Qualcomm, which gets most of its profit from licensing phone technology, is benefiting from gains by customers such as LG Electronics Inc. and Samsung Electronics Co. Still, the company didn't announce any progress in a technology-licensing dispute with Nokia Oyj, the biggest mobile-phone maker. Qualcomm isn't reporting license revenue from Nokia while the sides negotiate.
``They indicated that there hasn't been any progress and that will disappoint some people,'' said John Lau, an analyst for Jefferies & Co. in New York. He recommends buying Qualcomm shares, which he doesn't own. ``They raised the guidance and the numbers were excellent.''
Qualcomm dropped 90 cents, or 2.2 percent, to $40.99 in extended trading after the report. The shares, up 6.5 percent this year, had risen 34 cents to $41.89 on the Nasdaq Stock Market.
Company Forecast
Profit this quarter will be 41 cents to 43 cents a share, Qualcomm said. The company projected sales of $2.5 billion to $2.7 billion. Analysts had predicted a profit of 46 cents and sales of $2.47 billion, the average of estimates in a Bloomberg survey.
Qualcomm forecast annual revenue of $10 billion to $10.4 billion, up from an earlier prediction of as little as $9.6 billion. Profit will be $1.71 to $1.76 a share, compared with an earlier forecast of at least $1.67.
South Korea's LG Electronics, one of Qualcomm's largest customers, beat first-quarter earnings estimates last week by posting a 54 percent increase in phone shipments. It forecast an additional rise of 20 percent this quarter from the last period.
That outlook contrasted with earnings reports from Nokia and its main chip supplier, Texas Instruments Inc., which fell short of some estimates. Texas Instruments cited weaker-than-expected European demand for third-generation, or 3G, phones.
``There's a market share shift in 3G away from Nokia,'' said Jefferies's Lau.
Higher Prices
At Qualcomm, increasing demand for 3G phones is boosting royalty fees, Chief Operating Officer Steve Altman said in an interview. The phones are more expensive than older models, which translates into higher commissions for Qualcomm.
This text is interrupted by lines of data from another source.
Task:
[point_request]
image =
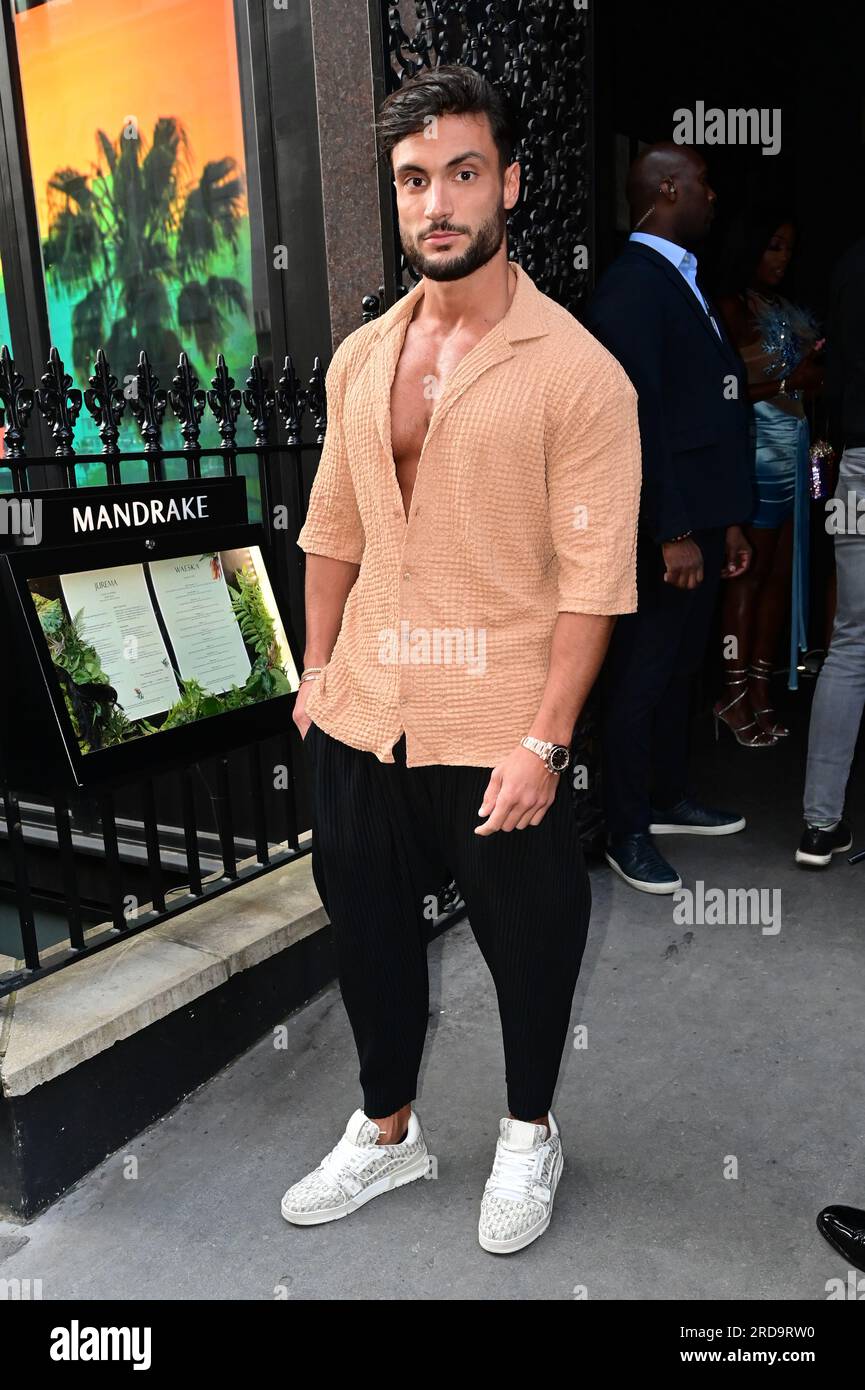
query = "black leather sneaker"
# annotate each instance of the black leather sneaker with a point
(817, 847)
(844, 1228)
(689, 818)
(636, 859)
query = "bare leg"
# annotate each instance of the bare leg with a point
(741, 602)
(544, 1119)
(772, 608)
(392, 1126)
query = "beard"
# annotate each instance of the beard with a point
(451, 266)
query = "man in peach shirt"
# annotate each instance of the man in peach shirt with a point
(469, 542)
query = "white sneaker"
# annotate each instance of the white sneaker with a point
(355, 1171)
(518, 1197)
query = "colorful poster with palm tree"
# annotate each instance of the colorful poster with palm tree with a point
(136, 149)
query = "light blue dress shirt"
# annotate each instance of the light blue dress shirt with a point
(684, 263)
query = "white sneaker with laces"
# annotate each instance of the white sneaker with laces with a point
(519, 1193)
(355, 1171)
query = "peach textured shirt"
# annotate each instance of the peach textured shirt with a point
(524, 506)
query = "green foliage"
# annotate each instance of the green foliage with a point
(134, 242)
(266, 677)
(71, 653)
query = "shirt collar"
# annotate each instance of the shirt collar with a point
(526, 316)
(682, 259)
``Some handset companies are seeing declines in growth, whereas others, including our customers, are seeing increased demand,'' Altman said. ``In an economy that's somewhat in question, we're out here raising our guidance.''
In January, Qualcomm had forecast second-quarter profit of 42 cents to 44 cents a share on sales of $2.4 billion to $2.5 billion. That compared with an average analyst estimate of 47 cents in profit and $2.49 billion in sales.
Qualcomm gets the majority of its revenue from semiconductor sales and the bulk of profit from licensing its code division multiple access, or CDMA, technology. Handset makers, phone service providers and producers of system equipment use CDMA.
Nokia has refused to pay for some Qualcomm technology, calling the licensing fees unfair. The disagreement has led to patent-infringement lawsuits on both sides.
The companies decided to put most of those suits on hold in February while a Delaware judge resolves some of their licensing issues. Qualcomm executives also have said they would consider a spinoff of the company's chipmaking division if that would help resolve the legal challenges.
``We've had a number of settlement talks with them, and I am not optimistic we've made any progress,'' Altman said.